Helen comes to visit Sylvia with fellow psychiatrist Rudy DeMeyer, who has had a crush ever since the article intimated she might be a virgin. In trying to convince Sylvia to pardon Frank, she finally discovers the man who has been coming to her office was not Frank Broderick at all, but rather Stop magazine's managing editor Bob Weston. Shocked, she asks Rudy to take her to Fiji.

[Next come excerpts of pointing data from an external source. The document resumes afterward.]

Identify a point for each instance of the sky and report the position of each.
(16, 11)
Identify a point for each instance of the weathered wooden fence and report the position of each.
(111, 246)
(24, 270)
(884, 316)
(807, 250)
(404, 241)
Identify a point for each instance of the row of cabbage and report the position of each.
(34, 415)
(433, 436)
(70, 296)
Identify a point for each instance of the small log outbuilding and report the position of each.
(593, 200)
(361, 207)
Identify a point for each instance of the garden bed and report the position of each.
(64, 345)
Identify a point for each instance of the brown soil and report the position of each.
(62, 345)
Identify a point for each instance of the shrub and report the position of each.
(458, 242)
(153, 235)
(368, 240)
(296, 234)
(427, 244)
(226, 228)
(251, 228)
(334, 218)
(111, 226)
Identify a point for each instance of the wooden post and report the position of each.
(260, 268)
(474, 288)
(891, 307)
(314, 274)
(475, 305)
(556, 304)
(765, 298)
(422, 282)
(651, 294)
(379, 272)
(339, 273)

In the meantime, Bob refuses to let the magazine publish anything about Helen, and is consequently fired. In a frantic final act, Helen and Rudy are driving to the airport, while Frank, after being released, has not understood that Sylvia has learned the truth, and so has decided to quit everything and run off to Hawaii with Gretchen; at the same time, Bob is chasing after Helen, and Sylvia is chasing after Frank. During the chase, while constantly changing places on the two cars and two cabs involved, and while eluding a zealous cop's attempts at stopping them, the three couples clarify their feelings for each other, and at the airport, Frank and Sylvia reconcile and depart for Fiji, Rudy and Gretchen console themselves with a trip together to Hawaii, and Helen forgives Bob, who has already found a new job with Dirt magazine, and the two of them fly to Las Vegas to marry.

==Cast==
- Tony Curtis as Bob Weston, managing editor of Stop magazine
- Natalie Wood as Dr. Helen Brown, psychologist and author of Sex and the Single Girl
- Henry Fonda as Frank Broderick, owner of a stocking manufacturing firm, Bob's friend
- Lauren Bacall as Sylvia Broderick, Frank's wife
- Mel Ferrer as Rudy DeMeyer, psychiatrist, Helen's colleague
- Fran Jeffries as Gretchen, Bob's girlfriend
- Leslie Parrish as Susan, Bob's secretary
- Edward Everett Horton as the chief of Stop magazine
- Larry Storch as the motorcycle cop
- Stubby Kaye as Helen's cabbie
- Otto Kruger as Dr. Anderson
- Barbara Bouchet as photographer at the anniversary party (uncredited)

==Awards==

| Award | Category | Subject | Result |
|---|---|---|---|
| Laurel Awards^{[citation needed]} | Top Female Comedy Performance | Natalie Wood | 5th |

==Reaction==
The film was a box-office success and one of the top 20 highest-grossing films of 1964. The Time Out Film Guide 2009 described the film as a "coyly leering comedy ... graceless stuff, criminally wasting Bacall and Fonda as a couple with marital problems ... with Quine's moderate flair for comedy nowhere in evidence" and, according to Halliwell's Film & Video Guide, with "noise substituting for wit and style". On the review aggregator website Rotten Tomatoes, 50% of 6 critics' reviews are positive.